The implications of Sokholov’s “precious little experiment” had finally become obvious to everyone—including himself. Midway through the briefing, the final pieces had clicked into place. In an instant, his mind had stitched the disparate fragments into a complete, earth-shattering picture.

He had been wrong.

This was not the greatest discovery in history.

This was the end of history.

He had reached a hand into the void beyond human understanding, and something had shaken it in return. Now it knew he was standing there.

Only the Premier remained at the head of the hall, his face as cold and unreadable as ever.

“…We will never speak of this again.”

The words cut through the stunned murmurs. Every head turned.

“No one,” the Premier repeated, and Sokholov caught the faintest quiver beneath the iron tone, “will ever speak of this again.”

Heads nodded slowly, wordlessly. Agreement settled over the room like frost. All eyes returned to Sokholov, waiting.

“A… Are you all mad?” he stammered.

“Comrade Sokholov,” came a calm voice from the back, “I would choose your next words carefully.”

Being personally admonished by the head of the KGB would stop any sane man cold. But Vladimir Ivanovich Sokholov was beyond sane.

“I-it’s not too late,” he pressed. “If the data is right, we still have time—maybe years—to prepare.”

“We can’t,” the Premier sighed.

“Why?” Sokholov was shouting now and didn’t care. “I can get my team working on solutions the moment I return to the lab! In the meantime, we put the Army and Navy on alert, start stockpiling—”

“We can’t.” The Premier’s voice was steel this time. Sokholov fell silent. “It doesn’t matter if a collapse event occurs tomorrow or forty years from now. We must do nothing.”

Sokholov stared, stunned. Confronted with the implications, how could the leader of the largest nation on Earth possibly say this wasn’t his problem?

“W-why?”

“First, consider the possibility you are wrong. We cannot risk running another experiment to validate your results. And even if they are correct, they do not guarantee a collapse event.”

“M-maybe not, but surely we should at least begin prepar—”

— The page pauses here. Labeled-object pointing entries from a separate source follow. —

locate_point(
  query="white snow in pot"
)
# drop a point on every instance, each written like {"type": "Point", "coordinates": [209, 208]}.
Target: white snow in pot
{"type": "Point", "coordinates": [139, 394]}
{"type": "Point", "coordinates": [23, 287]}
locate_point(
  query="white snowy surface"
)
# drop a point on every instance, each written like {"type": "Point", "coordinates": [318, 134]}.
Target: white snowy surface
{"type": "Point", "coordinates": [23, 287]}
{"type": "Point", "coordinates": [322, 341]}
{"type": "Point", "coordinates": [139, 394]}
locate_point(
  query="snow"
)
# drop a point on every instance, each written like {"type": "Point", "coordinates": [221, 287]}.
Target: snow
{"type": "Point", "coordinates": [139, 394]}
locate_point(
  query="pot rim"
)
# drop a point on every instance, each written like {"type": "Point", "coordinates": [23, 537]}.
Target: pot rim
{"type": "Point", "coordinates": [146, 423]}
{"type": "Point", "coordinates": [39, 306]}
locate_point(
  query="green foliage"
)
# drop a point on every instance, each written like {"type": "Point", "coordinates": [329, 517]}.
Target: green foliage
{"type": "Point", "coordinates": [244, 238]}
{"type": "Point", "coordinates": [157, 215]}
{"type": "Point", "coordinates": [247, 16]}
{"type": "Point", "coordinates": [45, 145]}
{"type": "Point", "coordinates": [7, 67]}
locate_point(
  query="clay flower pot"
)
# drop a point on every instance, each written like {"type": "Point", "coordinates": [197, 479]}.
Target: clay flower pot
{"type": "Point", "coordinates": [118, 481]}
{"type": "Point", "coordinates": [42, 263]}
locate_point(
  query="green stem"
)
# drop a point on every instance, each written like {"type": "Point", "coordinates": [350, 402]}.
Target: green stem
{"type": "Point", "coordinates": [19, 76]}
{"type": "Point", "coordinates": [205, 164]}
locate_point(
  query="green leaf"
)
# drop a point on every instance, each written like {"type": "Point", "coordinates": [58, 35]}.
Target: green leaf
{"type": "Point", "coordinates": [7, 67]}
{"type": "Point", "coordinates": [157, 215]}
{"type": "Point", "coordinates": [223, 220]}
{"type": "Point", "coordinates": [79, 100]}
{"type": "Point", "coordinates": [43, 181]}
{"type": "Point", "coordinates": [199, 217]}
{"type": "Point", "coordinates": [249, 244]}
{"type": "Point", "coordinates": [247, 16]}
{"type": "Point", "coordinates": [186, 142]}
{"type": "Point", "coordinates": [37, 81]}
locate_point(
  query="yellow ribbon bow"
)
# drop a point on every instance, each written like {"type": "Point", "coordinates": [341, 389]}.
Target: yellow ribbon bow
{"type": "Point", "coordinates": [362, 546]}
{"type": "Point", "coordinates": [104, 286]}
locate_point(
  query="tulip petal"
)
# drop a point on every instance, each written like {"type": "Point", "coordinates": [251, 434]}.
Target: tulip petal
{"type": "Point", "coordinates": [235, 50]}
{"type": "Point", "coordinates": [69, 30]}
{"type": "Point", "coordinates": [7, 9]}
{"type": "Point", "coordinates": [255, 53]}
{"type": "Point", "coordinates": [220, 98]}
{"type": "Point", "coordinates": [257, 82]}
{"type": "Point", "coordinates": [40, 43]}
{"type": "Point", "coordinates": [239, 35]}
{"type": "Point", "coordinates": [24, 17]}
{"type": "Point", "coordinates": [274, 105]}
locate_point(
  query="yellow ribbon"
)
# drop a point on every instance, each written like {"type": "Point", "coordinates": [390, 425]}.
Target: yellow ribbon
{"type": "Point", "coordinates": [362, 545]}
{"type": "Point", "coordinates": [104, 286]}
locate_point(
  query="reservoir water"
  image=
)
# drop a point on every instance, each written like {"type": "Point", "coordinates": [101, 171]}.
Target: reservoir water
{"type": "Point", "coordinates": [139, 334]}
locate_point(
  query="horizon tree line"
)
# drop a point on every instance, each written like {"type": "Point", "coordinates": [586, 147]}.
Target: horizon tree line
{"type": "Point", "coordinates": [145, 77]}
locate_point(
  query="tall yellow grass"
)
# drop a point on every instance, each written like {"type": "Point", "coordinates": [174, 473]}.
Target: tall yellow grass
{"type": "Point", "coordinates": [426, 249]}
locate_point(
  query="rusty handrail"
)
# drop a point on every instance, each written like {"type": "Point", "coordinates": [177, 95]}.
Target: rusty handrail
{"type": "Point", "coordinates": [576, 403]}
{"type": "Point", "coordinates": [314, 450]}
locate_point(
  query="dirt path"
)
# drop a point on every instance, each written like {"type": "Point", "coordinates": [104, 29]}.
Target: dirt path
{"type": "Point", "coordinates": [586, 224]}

“No!” The Premier’s shout echoed off the marble. “Christ, you scientists are all imbeciles! What do you think the Americans will do if we suddenly raise our forces to high alert? What do you think will happen if we tell them what we’ve done? They may decide Sarov is too great a risk to leave standing just like Hiroshima!”

He dabbed his forehead with a handkerchief, drew a breath, and continued more evenly.

“We cannot risk mobilizing the army, much less sending our nuclear forces to high alert, much less conducting more… experiments… based on one scientist’s conjectures from inconclusive data.”

Sokholov was taken aback. Inconclusive? The data screamed its conclusion. If they were lucky, they still had time. He looked into the Premier’s eyes and saw the first thing that struck him: they refused to meet his own. The man was afraid, though his trained face would never show it.

“Comrade Secretary,” Sokholov whispered, “is this what defines us now? Men who hide in the darkest shadows and pray the truth won’t find us? Are we really going to pretend it isn’t already coming?”

The KGB chief opened his mouth. “Professor Sokholov, your words are coming dangerously close to treason.”

“Treason?” Sokholov gave a hollow chuckle. “I suppose it would be. Because that’s always what’s defined us, hasn’t it? Our state, our party, our way of life. We aren’t the only ones who do it, but we’ve gotten damn good at it. Perhaps there was a time when we could afford to bury our heads in the sand. Perhaps there was a time when we could always outrun reality. But all of you know—in spite of your party training, in spite of that idiotic mantra drilled into your skulls—that truth doesn’t wait. It’s coming. And you’ll regret not being there to meet it.”

For a single moment, the Premier’s mask cracked. A thousand emotions flickered across his face.

Then the mask returned.

“Guards,” he said quietly, “arrest that man.”